Selain pikiran saya terbawa ke Elon Musk, pikiran saya terbawa pulang ke kampung halaman–ke Pulau Giliraja–saat memandangi Tesla Dahlan Iskan diparkir di sisi timur Mandhapa Agung hari Minggu itu.
Ingatan saya pada Giliraja bukan semacam nostalgiac. Tapi karena ada satu kesamaan antara Tesla dan Giliraja. Yakni, sama-sama butuh listrik. Hanya secara ontologis, keduanya berbeda.
Tesla butuh listrik saat dayanya melemah. Mobil ini harus dicharger. Dengan tarikan listrik 2.000 sampai 2.500 watt. Mobil ini akan mengisi penuh dalam waktu enam sampai delapan jam. Itu pengetahuan umum yang saya temukan di google soal Tesla.
Pulau Giliraja, juga sama. Butuh listik. Bukan karena banyak orang membeli Tesla di sana. Tapi karena memang sejak puluhan tahun lalu hingga sekarang belum ada pasokan listrik seperti yang dinikmati rang-orang di daratan Madura.
Sejak saya lahir, saya belum menikmati PLTD atau PLN masuk pulau. Ini bukan saja pengetahuan umum yang ditemukan di google. Tapi ini fakta dan pengalaman hidup. Pengalaman hidup yang tentu cukup buruk.
Dan saya tidak tahu, apakah Dahlan Iskan saat menjabat sebagai Dirut PLN pada 2009 mengetahui bahwa ada pulau dekat di perairan Sumenep belum teraliri listrik? Saya tidak tahu.

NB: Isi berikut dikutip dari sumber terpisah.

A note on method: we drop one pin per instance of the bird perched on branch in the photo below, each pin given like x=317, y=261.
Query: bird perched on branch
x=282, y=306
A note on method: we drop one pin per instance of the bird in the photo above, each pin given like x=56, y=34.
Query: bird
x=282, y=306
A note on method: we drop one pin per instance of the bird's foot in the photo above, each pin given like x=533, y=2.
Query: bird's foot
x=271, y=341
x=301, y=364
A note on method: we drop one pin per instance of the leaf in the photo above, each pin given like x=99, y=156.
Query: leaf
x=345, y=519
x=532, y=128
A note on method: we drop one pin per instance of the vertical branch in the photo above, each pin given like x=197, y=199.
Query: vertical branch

Lalu ketika Dahlan membawa Tesla ke Pamekasan, saya tidak melihat ihwal futuristik. Justru saya melihat realitas ganjil dan begitu jomplang. Bahwa Tesla, adalah sisi lain kemajuan, dan pulau Giliraja yang belum berlistrik, adalah realitas sebaliknya.
Sampai saat ini, orang-orang di pulau Giliraja sebagian besar memakai Pembangkit Listrik Tenaga Surya (PLTS). Lampu yang boleh dipasang hanya berkisar tiga sampai lima watt saja. Ribuan kali lebih kecil dari kebutuhan charging Tesla. Telivisi yang bisa dinyalakan hanya berkisar 25 watt saja.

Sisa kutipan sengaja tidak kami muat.